The researchers from Cornell are taking one of those proteins and packaging it into a nano-size, controlled-release capsule in the hopes of creating a long-lasting multi-strain vaccine against influenza A.
The time-release capsules mimic a vaccine booster shot by releasing antigens over a period of time.
In experiments, mice infected with the influenza A virus had high antibody counts a month after vaccination with the new vaccine, compared with eight weeks for the current vaccine regimen.
After six months, the mice who were given the new vaccine survived a lethal influenza A infection.
Six months is roughly 25 percent of the life expectancy of a mouse, and Putnam is hopeful it could be long lasting in humans as well.
“Even if we have to give a booster shot every 10 years, like tetanus, that’s still very good,” Putnam said in a press release. “Theoretically it should last a long time.”
Although likely several years away from use in humans, if such a vaccine were successful, the implications for public health would be considerable.
“If we had a universal vaccine that gave you five years’ worth of prevention, we’d only have to use that one vaccine and we could vaccinate around the year. Every time someone had an encounter with the medical care system, whether a hospital, a physician’s office, a nurse, a pharmacist’s office… we could vaccinate them,” Schaffner said.
“We would not be limited to this crash program that we do every year trying to vaccinate people. We could do it in a cumulative fashion around the year,” he added. “It would change the whole way we administer influenza vaccine.”
Although the severity of influenza varies by the season, the Centers for Disease Control and Prevention (CDC) estimates that the influenza virus has resulted in between 9 million and 36 million illnesses, 140,000 to 710,000 hospitalizations and between 12,000 and 56,000 deaths annually in the United States since 2010.
“There is no question we need better flu vaccines. Current vaccines aren’t nearly as effective as we’d like.
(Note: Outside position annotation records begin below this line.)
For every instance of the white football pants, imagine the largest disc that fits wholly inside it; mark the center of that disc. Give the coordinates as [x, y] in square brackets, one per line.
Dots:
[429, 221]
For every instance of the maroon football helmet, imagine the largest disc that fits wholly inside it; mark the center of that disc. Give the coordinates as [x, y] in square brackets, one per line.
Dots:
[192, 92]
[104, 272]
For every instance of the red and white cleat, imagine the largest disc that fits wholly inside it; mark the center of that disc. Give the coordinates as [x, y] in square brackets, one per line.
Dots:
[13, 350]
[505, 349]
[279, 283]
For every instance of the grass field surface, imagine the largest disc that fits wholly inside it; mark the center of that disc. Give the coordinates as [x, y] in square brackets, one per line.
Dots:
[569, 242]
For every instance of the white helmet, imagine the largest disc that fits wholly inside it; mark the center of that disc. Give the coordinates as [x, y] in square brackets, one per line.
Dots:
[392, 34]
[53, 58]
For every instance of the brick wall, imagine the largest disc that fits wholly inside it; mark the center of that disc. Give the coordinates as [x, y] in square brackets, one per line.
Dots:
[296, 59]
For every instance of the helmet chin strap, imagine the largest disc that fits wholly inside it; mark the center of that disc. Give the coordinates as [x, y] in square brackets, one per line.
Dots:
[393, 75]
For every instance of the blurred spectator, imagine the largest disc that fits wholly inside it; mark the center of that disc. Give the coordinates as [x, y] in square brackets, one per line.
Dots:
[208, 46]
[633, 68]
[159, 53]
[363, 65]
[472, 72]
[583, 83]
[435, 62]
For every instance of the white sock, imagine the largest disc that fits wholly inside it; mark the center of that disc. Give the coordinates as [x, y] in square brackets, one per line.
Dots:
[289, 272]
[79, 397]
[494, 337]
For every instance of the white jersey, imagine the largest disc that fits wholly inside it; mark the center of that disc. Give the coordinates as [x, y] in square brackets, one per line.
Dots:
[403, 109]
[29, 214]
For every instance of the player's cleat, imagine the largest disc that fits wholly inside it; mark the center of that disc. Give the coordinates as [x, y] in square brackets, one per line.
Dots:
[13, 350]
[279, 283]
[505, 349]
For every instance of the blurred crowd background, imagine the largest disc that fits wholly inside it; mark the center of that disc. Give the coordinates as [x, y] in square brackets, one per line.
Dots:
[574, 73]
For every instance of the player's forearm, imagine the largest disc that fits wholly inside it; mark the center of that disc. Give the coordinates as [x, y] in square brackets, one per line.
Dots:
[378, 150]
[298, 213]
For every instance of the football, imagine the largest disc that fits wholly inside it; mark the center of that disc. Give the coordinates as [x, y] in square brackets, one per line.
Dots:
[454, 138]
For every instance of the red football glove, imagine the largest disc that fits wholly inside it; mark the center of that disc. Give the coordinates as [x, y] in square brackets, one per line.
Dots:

It seems about 50 to 60 percent at best, even if the vaccine is a good match to the circulating viruses, and less for those aged over 60,” Stephen Morse, PhD, professor of epidemiology at the Columbia University Medical Center, told Healthline.
More research needed
Morse says a universal flu vaccine would be a game changer for public health, but he adds it’s still too early to tell if research like the study from Cornell will be a success.
“It’s interesting and seems promising, but years at best from the hoped-for universal vaccine. Many vaccines that gave great results in mouse testing fail in humans. It’s an old, if wry, joke among people in the vaccine field that they’ve been able to save many mice from dreaded infectious diseases or that if we were mice we’d have all these vaccines by now,” he said.
“Influenza is a particularly tricky one, because mice are generally resistant to most human influenza viruses, requiring “mouse-adapted” laboratory strains to be used,” Morse added. “So mouse protection alone is usually more a sine qua non [an essential element] than a predictor of the vaccine’s effectiveness.”
The Cornell researchers are just one of many teams of scientists working toward a universal vaccine.
Some universal vaccines have reached clinical trials in humans, and infectious disease experts say this is promising.
“After years of relative inactivity in influenza vaccine development, there are now a number of new, novel, and imaginative ideas finally being tried. That’s a hopeful sign,” Morse said.
Schaffner says he is cautiously optimistic that we will one day have a universal flu vaccine. He describes such an achievement as a “holy grail” innovation in public health.
“If somebody is truly successful (in creating a universal influenza vaccine), they would make the shortlist for the Nobel Prize consideration in my opinion,” Schaffner said. “The impact on the general literal health on humanity would be so enormous.
“Any way you measure it, influenza has an enormous disruptive impact around the world annually,” he added. “We would love to blunt if not reduce substantially the impact of this epidemic around the world. We would save many lives and save a lot of money.”